The promised Temple to Sane Eating to be erected on the former church site at the corner of Mt. Auburn and Holyoke streets has not materialized, and it appears that the "cafeteria" menace will go unchecked as ever for at least another year. Nor is this failure of the authorities to provide a new Dining Hall much their fault. Undergraduates simply do not seem to wish to return to the club table system which existed in Memorial Hall for fifty years, and to which President Lowell thinks they will return. But 180 men were willing to commit themselves to club tables in the CRIMSON questionnaire.
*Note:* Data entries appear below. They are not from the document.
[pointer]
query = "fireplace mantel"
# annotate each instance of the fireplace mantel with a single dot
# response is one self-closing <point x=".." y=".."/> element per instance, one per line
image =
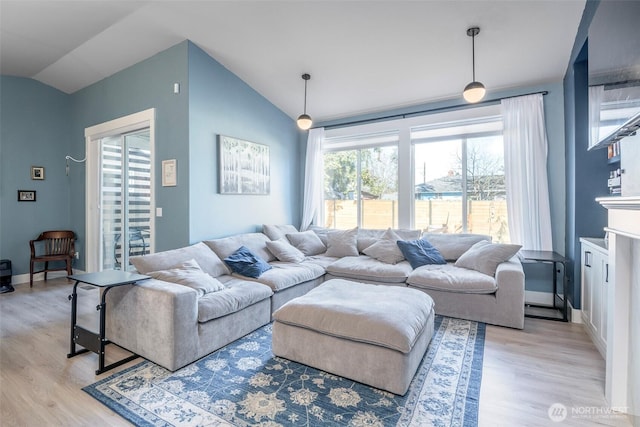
<point x="623" y="341"/>
<point x="629" y="203"/>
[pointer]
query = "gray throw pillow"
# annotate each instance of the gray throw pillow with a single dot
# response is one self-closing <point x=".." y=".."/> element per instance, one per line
<point x="189" y="274"/>
<point x="283" y="250"/>
<point x="453" y="245"/>
<point x="485" y="257"/>
<point x="341" y="243"/>
<point x="275" y="232"/>
<point x="307" y="242"/>
<point x="386" y="249"/>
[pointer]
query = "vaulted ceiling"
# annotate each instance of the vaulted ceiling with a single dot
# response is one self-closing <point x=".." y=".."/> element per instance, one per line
<point x="363" y="56"/>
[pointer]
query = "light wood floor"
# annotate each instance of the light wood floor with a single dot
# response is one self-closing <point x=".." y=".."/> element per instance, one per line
<point x="525" y="372"/>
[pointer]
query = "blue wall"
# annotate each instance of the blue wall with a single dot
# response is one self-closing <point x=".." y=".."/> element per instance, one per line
<point x="586" y="171"/>
<point x="148" y="84"/>
<point x="34" y="131"/>
<point x="41" y="125"/>
<point x="221" y="103"/>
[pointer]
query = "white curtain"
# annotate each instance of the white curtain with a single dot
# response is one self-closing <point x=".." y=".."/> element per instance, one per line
<point x="596" y="93"/>
<point x="525" y="161"/>
<point x="313" y="181"/>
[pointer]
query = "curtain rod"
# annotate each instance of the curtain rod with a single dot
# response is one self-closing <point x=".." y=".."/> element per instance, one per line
<point x="422" y="112"/>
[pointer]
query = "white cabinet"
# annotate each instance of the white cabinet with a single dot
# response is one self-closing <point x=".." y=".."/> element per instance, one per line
<point x="595" y="280"/>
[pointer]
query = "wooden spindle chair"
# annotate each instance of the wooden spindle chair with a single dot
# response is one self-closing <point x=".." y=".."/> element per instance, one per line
<point x="51" y="246"/>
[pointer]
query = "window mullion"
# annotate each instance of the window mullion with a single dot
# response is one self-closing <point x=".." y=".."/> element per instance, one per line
<point x="359" y="188"/>
<point x="465" y="218"/>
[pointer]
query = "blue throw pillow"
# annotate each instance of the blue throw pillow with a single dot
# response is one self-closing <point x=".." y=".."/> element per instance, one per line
<point x="244" y="262"/>
<point x="420" y="252"/>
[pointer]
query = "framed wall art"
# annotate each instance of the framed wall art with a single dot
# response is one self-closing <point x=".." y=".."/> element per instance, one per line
<point x="243" y="166"/>
<point x="169" y="173"/>
<point x="37" y="172"/>
<point x="26" y="196"/>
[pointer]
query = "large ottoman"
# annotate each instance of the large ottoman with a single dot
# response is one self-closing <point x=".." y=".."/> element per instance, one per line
<point x="376" y="335"/>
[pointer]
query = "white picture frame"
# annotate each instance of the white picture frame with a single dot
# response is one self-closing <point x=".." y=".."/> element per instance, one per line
<point x="243" y="167"/>
<point x="169" y="173"/>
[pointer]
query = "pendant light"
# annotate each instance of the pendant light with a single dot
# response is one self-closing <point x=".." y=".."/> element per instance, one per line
<point x="474" y="91"/>
<point x="304" y="121"/>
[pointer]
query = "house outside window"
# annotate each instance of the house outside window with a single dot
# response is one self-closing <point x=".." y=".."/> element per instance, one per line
<point x="361" y="182"/>
<point x="440" y="173"/>
<point x="459" y="184"/>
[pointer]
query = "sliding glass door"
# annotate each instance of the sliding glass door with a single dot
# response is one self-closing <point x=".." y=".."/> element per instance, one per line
<point x="125" y="194"/>
<point x="119" y="191"/>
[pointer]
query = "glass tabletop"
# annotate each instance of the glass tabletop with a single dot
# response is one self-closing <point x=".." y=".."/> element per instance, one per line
<point x="109" y="278"/>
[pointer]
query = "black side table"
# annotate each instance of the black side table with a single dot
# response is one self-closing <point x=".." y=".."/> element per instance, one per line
<point x="559" y="309"/>
<point x="90" y="340"/>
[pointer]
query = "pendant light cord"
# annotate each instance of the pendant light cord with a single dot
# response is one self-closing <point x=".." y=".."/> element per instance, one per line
<point x="305" y="94"/>
<point x="473" y="56"/>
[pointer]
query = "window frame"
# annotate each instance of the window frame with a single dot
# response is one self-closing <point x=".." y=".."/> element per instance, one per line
<point x="406" y="155"/>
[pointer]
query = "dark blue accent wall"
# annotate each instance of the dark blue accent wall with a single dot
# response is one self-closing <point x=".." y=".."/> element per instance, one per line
<point x="586" y="171"/>
<point x="34" y="131"/>
<point x="221" y="103"/>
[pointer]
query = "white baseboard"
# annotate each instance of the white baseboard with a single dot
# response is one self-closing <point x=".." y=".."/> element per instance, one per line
<point x="576" y="314"/>
<point x="24" y="278"/>
<point x="546" y="298"/>
<point x="538" y="298"/>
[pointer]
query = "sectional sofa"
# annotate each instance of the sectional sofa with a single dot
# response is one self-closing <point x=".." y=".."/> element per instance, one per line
<point x="204" y="296"/>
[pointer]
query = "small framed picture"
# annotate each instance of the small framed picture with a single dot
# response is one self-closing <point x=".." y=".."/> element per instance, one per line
<point x="169" y="177"/>
<point x="37" y="172"/>
<point x="26" y="196"/>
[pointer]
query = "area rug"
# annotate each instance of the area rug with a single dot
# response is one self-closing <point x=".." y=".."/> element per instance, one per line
<point x="244" y="384"/>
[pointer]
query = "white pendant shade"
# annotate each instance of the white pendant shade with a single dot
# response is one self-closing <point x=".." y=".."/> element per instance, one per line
<point x="474" y="92"/>
<point x="304" y="122"/>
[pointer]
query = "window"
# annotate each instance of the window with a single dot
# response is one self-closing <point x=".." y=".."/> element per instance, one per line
<point x="459" y="184"/>
<point x="441" y="172"/>
<point x="361" y="182"/>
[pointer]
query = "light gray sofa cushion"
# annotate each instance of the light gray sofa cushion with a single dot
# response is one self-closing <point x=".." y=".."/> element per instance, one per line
<point x="321" y="232"/>
<point x="284" y="251"/>
<point x="321" y="260"/>
<point x="367" y="268"/>
<point x="341" y="243"/>
<point x="255" y="242"/>
<point x="208" y="261"/>
<point x="275" y="232"/>
<point x="367" y="237"/>
<point x="485" y="257"/>
<point x="386" y="316"/>
<point x="448" y="277"/>
<point x="452" y="246"/>
<point x="285" y="274"/>
<point x="237" y="295"/>
<point x="386" y="248"/>
<point x="307" y="242"/>
<point x="189" y="274"/>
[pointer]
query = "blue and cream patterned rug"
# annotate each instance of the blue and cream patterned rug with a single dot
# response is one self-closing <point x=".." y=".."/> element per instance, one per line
<point x="243" y="384"/>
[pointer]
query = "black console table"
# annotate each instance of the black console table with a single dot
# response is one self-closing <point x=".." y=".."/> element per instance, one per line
<point x="559" y="310"/>
<point x="90" y="340"/>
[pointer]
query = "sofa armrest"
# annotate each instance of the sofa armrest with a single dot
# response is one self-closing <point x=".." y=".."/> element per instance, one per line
<point x="510" y="294"/>
<point x="510" y="273"/>
<point x="154" y="319"/>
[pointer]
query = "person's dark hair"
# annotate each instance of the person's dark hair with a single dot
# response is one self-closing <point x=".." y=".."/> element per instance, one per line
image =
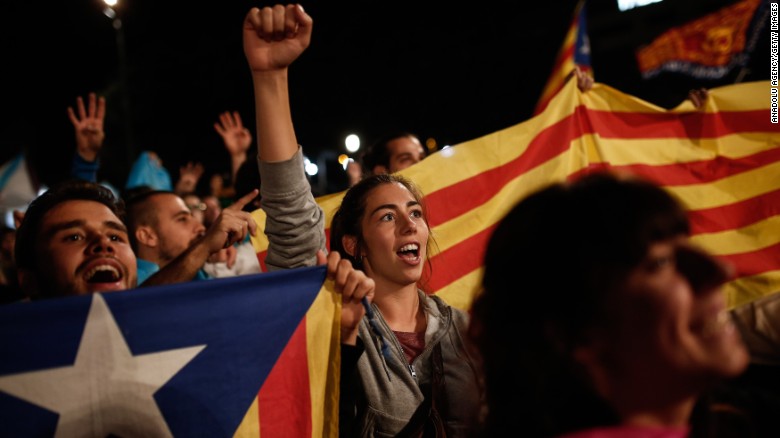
<point x="347" y="219"/>
<point x="138" y="211"/>
<point x="71" y="190"/>
<point x="378" y="154"/>
<point x="561" y="252"/>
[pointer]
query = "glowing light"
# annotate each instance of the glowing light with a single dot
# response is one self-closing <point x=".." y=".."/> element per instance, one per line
<point x="310" y="168"/>
<point x="352" y="142"/>
<point x="625" y="5"/>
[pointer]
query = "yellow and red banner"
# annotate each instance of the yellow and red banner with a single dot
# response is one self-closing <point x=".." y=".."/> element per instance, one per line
<point x="708" y="47"/>
<point x="575" y="51"/>
<point x="722" y="162"/>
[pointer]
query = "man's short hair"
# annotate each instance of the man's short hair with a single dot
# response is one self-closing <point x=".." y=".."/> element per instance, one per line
<point x="71" y="190"/>
<point x="138" y="211"/>
<point x="378" y="154"/>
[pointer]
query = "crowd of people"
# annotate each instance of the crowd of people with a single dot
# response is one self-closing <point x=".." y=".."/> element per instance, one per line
<point x="635" y="340"/>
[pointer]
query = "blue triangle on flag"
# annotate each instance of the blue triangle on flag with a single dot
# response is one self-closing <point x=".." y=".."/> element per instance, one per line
<point x="232" y="329"/>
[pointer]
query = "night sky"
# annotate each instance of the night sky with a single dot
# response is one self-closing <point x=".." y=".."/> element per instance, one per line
<point x="439" y="69"/>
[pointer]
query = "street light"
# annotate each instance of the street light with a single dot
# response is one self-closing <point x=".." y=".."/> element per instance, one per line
<point x="110" y="12"/>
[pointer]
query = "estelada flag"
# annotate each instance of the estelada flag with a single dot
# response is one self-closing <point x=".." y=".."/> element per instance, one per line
<point x="709" y="47"/>
<point x="722" y="161"/>
<point x="181" y="360"/>
<point x="575" y="51"/>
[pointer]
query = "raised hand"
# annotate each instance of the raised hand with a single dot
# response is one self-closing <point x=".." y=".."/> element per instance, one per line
<point x="88" y="124"/>
<point x="275" y="36"/>
<point x="231" y="225"/>
<point x="354" y="286"/>
<point x="236" y="137"/>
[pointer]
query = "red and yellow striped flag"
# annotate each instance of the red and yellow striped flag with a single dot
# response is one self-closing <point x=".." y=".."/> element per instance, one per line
<point x="575" y="51"/>
<point x="722" y="162"/>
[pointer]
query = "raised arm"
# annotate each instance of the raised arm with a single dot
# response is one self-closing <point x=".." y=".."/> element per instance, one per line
<point x="273" y="38"/>
<point x="87" y="123"/>
<point x="236" y="138"/>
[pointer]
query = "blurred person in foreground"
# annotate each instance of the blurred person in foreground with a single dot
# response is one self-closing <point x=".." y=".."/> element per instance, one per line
<point x="624" y="326"/>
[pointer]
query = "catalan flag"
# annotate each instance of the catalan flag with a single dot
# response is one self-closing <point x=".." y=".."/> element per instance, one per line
<point x="722" y="162"/>
<point x="708" y="47"/>
<point x="180" y="360"/>
<point x="575" y="51"/>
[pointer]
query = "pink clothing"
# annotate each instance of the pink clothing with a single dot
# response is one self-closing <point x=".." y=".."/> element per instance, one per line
<point x="630" y="432"/>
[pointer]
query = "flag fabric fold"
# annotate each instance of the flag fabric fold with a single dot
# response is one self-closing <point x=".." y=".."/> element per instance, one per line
<point x="180" y="360"/>
<point x="574" y="52"/>
<point x="722" y="162"/>
<point x="709" y="47"/>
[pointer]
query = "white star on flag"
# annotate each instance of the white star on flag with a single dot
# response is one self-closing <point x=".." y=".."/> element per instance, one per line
<point x="108" y="390"/>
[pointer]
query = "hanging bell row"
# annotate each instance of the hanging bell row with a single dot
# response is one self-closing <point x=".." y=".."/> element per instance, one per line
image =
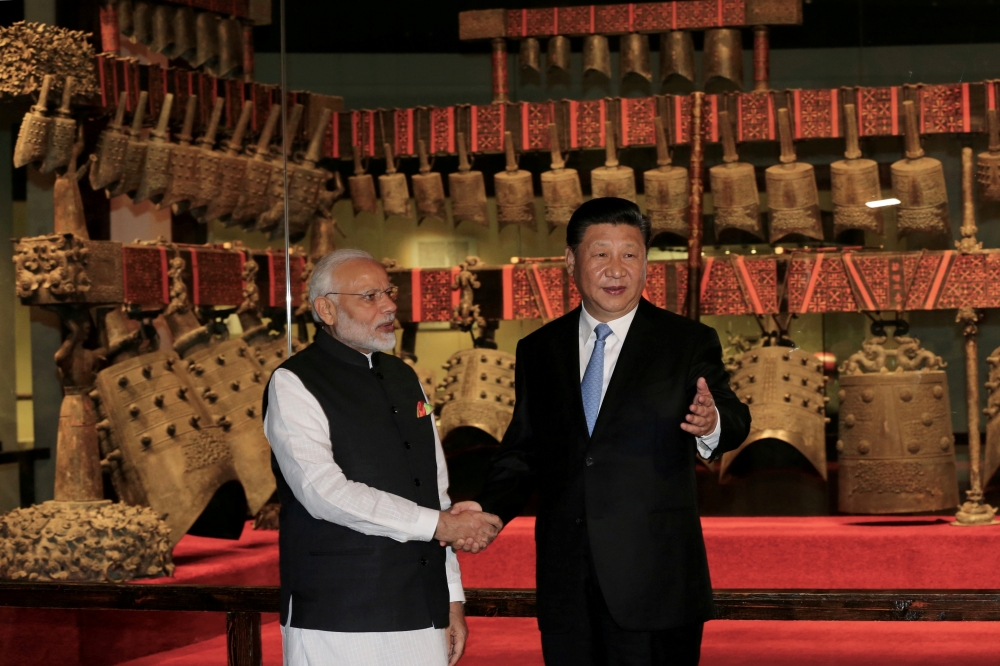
<point x="222" y="45"/>
<point x="722" y="58"/>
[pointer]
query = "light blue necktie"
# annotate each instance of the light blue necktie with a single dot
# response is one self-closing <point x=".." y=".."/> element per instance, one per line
<point x="593" y="378"/>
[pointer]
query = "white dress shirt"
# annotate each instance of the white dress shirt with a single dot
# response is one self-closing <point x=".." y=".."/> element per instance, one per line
<point x="612" y="348"/>
<point x="299" y="434"/>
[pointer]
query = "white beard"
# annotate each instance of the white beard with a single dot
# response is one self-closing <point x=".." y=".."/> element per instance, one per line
<point x="356" y="334"/>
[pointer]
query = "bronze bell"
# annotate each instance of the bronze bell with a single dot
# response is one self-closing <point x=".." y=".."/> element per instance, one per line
<point x="156" y="170"/>
<point x="560" y="186"/>
<point x="853" y="183"/>
<point x="557" y="57"/>
<point x="206" y="30"/>
<point x="734" y="188"/>
<point x="792" y="197"/>
<point x="988" y="163"/>
<point x="918" y="183"/>
<point x="62" y="136"/>
<point x="142" y="22"/>
<point x="514" y="191"/>
<point x="209" y="171"/>
<point x="232" y="171"/>
<point x="184" y="178"/>
<point x="597" y="55"/>
<point x="135" y="153"/>
<point x="467" y="188"/>
<point x="530" y="55"/>
<point x="362" y="186"/>
<point x="723" y="60"/>
<point x="666" y="191"/>
<point x="185" y="34"/>
<point x="395" y="191"/>
<point x="163" y="30"/>
<point x="612" y="179"/>
<point x="33" y="137"/>
<point x="108" y="159"/>
<point x="677" y="73"/>
<point x="634" y="56"/>
<point x="428" y="188"/>
<point x="257" y="176"/>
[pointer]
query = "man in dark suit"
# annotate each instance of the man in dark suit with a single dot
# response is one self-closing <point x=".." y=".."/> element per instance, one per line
<point x="613" y="401"/>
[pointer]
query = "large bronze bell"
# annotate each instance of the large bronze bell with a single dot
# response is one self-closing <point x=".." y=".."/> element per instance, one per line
<point x="478" y="392"/>
<point x="786" y="392"/>
<point x="362" y="186"/>
<point x="612" y="179"/>
<point x="896" y="450"/>
<point x="467" y="188"/>
<point x="677" y="72"/>
<point x="514" y="191"/>
<point x="597" y="55"/>
<point x="666" y="186"/>
<point x="428" y="187"/>
<point x="560" y="186"/>
<point x="854" y="182"/>
<point x="792" y="197"/>
<point x="734" y="188"/>
<point x="634" y="56"/>
<point x="723" y="60"/>
<point x="918" y="183"/>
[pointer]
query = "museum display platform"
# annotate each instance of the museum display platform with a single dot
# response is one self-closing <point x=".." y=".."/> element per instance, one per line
<point x="814" y="552"/>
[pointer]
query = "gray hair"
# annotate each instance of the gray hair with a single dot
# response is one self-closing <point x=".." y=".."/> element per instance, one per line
<point x="321" y="281"/>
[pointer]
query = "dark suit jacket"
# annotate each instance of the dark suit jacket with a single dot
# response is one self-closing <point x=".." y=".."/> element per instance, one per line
<point x="630" y="488"/>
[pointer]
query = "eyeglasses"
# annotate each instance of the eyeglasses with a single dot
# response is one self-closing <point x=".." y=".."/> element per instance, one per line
<point x="371" y="296"/>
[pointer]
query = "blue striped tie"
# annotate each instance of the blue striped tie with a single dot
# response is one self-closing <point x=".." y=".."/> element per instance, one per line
<point x="593" y="378"/>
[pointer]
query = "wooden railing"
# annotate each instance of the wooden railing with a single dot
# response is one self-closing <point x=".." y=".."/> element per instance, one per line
<point x="243" y="605"/>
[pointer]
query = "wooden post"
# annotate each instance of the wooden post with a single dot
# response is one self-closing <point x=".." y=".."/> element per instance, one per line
<point x="695" y="201"/>
<point x="243" y="639"/>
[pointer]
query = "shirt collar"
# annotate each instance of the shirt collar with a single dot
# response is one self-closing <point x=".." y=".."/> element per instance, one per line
<point x="618" y="326"/>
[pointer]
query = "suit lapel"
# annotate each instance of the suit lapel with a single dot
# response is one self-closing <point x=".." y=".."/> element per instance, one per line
<point x="627" y="369"/>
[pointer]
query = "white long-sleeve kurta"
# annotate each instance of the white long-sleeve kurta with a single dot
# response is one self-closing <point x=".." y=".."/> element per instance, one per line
<point x="299" y="434"/>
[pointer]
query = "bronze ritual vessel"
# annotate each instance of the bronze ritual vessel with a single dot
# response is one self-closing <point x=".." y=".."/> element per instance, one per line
<point x="428" y="188"/>
<point x="734" y="188"/>
<point x="209" y="171"/>
<point x="183" y="184"/>
<point x="514" y="191"/>
<point x="33" y="137"/>
<point x="477" y="392"/>
<point x="896" y="450"/>
<point x="854" y="182"/>
<point x="666" y="186"/>
<point x="467" y="188"/>
<point x="612" y="179"/>
<point x="560" y="187"/>
<point x="108" y="159"/>
<point x="232" y="170"/>
<point x="918" y="183"/>
<point x="256" y="176"/>
<point x="792" y="197"/>
<point x="786" y="392"/>
<point x="634" y="56"/>
<point x="62" y="136"/>
<point x="156" y="169"/>
<point x="135" y="151"/>
<point x="723" y="60"/>
<point x="677" y="72"/>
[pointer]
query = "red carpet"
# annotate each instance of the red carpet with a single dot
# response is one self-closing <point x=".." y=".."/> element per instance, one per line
<point x="815" y="552"/>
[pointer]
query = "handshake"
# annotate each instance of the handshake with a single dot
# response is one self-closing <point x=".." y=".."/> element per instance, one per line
<point x="466" y="527"/>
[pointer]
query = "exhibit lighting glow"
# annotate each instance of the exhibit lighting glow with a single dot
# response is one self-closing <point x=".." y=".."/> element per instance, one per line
<point x="883" y="202"/>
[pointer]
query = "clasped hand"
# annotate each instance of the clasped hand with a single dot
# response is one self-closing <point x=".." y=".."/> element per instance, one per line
<point x="467" y="527"/>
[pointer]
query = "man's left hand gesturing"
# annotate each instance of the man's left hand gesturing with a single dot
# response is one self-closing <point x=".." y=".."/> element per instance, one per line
<point x="703" y="417"/>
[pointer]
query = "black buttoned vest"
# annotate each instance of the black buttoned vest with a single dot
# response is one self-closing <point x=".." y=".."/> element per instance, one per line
<point x="337" y="578"/>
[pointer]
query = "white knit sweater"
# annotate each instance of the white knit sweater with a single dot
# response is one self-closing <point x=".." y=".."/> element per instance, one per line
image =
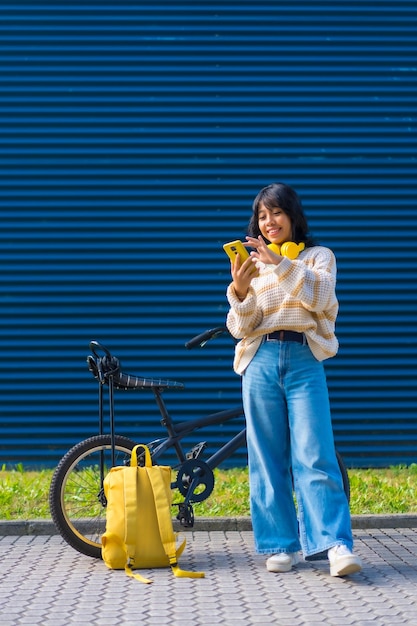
<point x="294" y="295"/>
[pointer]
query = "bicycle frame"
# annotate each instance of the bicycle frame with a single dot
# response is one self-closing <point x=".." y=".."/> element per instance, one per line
<point x="178" y="431"/>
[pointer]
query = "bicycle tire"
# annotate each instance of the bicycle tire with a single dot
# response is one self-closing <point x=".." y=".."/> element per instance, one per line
<point x="74" y="495"/>
<point x="345" y="475"/>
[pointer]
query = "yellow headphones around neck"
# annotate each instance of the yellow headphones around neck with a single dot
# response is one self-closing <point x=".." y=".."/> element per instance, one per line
<point x="288" y="249"/>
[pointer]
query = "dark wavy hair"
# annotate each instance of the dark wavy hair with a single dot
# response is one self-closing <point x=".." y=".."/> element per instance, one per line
<point x="282" y="196"/>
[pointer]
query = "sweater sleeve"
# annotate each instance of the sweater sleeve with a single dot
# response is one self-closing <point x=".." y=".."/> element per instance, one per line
<point x="244" y="315"/>
<point x="312" y="283"/>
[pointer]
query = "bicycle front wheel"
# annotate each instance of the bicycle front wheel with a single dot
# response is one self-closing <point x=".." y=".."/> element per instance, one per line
<point x="76" y="496"/>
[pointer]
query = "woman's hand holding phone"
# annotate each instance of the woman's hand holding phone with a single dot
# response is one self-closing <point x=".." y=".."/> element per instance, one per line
<point x="242" y="267"/>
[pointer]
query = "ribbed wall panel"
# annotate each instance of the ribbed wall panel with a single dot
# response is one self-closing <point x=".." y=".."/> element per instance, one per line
<point x="133" y="138"/>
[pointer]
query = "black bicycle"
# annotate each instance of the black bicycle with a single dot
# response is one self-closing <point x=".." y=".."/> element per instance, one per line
<point x="76" y="498"/>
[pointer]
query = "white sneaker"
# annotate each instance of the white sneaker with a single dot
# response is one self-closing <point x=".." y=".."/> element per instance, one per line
<point x="343" y="561"/>
<point x="282" y="562"/>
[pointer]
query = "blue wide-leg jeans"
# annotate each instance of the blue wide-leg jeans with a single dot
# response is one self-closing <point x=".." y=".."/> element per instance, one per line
<point x="286" y="404"/>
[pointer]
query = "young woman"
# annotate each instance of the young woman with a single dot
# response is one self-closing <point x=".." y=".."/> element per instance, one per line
<point x="284" y="314"/>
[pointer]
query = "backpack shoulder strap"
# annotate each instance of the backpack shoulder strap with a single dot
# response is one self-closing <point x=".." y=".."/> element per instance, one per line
<point x="163" y="511"/>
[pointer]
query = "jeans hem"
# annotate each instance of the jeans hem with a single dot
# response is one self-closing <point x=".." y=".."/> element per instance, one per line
<point x="333" y="544"/>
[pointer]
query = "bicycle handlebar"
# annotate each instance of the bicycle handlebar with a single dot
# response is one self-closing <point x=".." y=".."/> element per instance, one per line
<point x="201" y="339"/>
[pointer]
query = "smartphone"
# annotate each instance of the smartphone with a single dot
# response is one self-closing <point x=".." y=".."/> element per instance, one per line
<point x="233" y="248"/>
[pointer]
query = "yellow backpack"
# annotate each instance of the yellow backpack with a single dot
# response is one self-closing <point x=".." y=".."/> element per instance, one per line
<point x="139" y="532"/>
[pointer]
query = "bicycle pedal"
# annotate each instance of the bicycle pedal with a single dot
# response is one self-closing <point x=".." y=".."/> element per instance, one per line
<point x="195" y="452"/>
<point x="185" y="515"/>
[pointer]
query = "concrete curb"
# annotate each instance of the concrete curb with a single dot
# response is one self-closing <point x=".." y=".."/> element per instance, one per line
<point x="47" y="527"/>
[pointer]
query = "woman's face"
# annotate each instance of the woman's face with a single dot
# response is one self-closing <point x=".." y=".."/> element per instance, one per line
<point x="274" y="224"/>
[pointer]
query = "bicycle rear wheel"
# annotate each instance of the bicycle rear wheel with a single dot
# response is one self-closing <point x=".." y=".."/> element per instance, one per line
<point x="76" y="495"/>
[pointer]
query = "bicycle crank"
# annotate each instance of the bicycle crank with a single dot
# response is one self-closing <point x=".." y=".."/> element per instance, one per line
<point x="197" y="478"/>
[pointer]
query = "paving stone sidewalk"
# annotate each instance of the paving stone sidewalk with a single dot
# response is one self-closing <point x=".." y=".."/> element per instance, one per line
<point x="44" y="582"/>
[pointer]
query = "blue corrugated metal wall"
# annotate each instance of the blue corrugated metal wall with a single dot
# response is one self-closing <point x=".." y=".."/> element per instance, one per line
<point x="133" y="138"/>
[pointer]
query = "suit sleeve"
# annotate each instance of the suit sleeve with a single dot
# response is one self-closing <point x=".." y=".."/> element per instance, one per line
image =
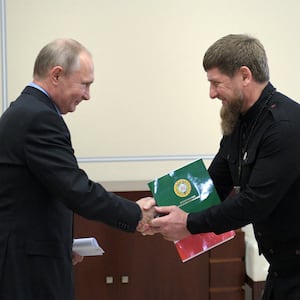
<point x="51" y="159"/>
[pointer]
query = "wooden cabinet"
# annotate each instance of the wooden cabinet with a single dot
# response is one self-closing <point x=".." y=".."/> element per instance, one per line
<point x="145" y="267"/>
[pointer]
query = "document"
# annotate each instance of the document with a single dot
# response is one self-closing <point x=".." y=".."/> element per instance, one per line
<point x="87" y="247"/>
<point x="190" y="188"/>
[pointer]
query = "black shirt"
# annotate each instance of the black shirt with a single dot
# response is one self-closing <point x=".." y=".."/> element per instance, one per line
<point x="269" y="179"/>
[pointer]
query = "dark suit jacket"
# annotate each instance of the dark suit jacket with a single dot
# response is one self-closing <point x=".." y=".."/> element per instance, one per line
<point x="41" y="186"/>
Five hundred are needed to make a new Dining Hall financially successful.
The Union alone can now provide what would be the purpose of the proposed Dining Hall--a balanced diet, eatening liesure in attractive surroundings. If it is far-sighted enough to secure an inspired dietician such an attractive and varied menu as to wean men from the eating machines in which many reputedly ruin their digestions, it will advance the discussed-ad-nausem cause of a civilized eating.
The increased budget for the Union library is gratifying, for the combination to be found there of a complete collection of books at one elbow and an ash tray at the other is as much an aid to civilized study as the restaurant may be to meals.
This library its pool and card rooms its fairly attractive furnishings give the Union the facilities to be what it calls itself--a club, rather than a mere allunct of the H. A. A., or a housing for mass meetings. Intelligent direction of the governing board may very possibly make it mean more to a great part of its members than an extra ten dollars on the term bill. Good speakers might aid in bringing them there.